Paper No. 18-8
Presentation Time: 11:00 AM
INSIGHTS INTO HIGHLY ELONGATE, STEEPLY SHEETED ARC PLUTONS FROM INTRUSIONS IN THE SE COAST MOUNTAINS, BRITISH COLUMBIA AND WASHINGTON
Belts of steeply dipping, highly elongate plutons in Cordilleran continental magmatic arcs commonly consist of steep sheets of different compositions and textures. In the Coast Mountains-North Cascades Mesozoic to Paleogene arc, these belts include: the ~1,000-km-long, Paleocene tonalite sill complex; a 20-km-wide zone in the crystalline core of the North Cascades where highly elongate plutons intruded intermittently for >170 Ma; and a 260-km-long, <15-km wide belt of 250–110 Ma intrusions in the SE part of the Coast Mountains batholith. Our recent studies focus on the latter belt where plutons intrude Permian and Triassic arc rocks of Quesnellia on the east and are bounded by the >250–km-long, high-angle Pasayten fault on the west (e.g., Monger, 1989; Greig, 1992). Plutons in this belt generally young from NNW to SSE and vary in composition. In the north, the Triassic Lytton Complex ranges from gabbro to granodiorite, and contains xenoliths as far as 7 km from the host rock contact. Southward, the Lytton is intruded by the compositionally more homogeneous, ca. 157–123 Ma Eagle tonalite, and mappable Lytton xenoliths occur >40 km farther to the south. The eastern Eagle margin is a ~200-m-wide zone of m to 10s of m wide rafts of Quesnellia alternating with sheets of tonalite. Eagle and Lytton rocks are intruded by m to 2-km-wide sheets of 110 Ma, muscovite-bearing granotoids of the Fallslake Suite, and to the south the Cretaceous Okanogan Range batholith intrudes the Eagle pluton. The ~111 Ma, 1–5-km-wide, 75-km-long belt of hornblende tonalite and trondhjemite next to the Pasayten fault contrasts with more irregularly shaped bodies of the batholith to the east.
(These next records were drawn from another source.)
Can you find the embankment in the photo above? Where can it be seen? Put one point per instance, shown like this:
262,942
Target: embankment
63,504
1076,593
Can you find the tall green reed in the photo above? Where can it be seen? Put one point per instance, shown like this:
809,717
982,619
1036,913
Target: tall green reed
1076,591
A major question is what localized intrusion of elongate plutons of different compositions for ~140 Ma in the Lytton-Eagle-Okanogan belt in contrast to coeval plutons with much lower aspect ratios to the east and west? Control by regional shear zones has been proposed for similar zones (e.g., tonalite sill complex, Main Donegal Granite), but no regional faults are associated with the North Cascades belt. The Pasayten fault may have localized intrusion, but earliest documented deformation is ~110–105 Ma, after almost all of the magmatism. A long-lived deep-crustal anisotropy may have controlled magmatism in the belt and the later position of the Pasayten fault.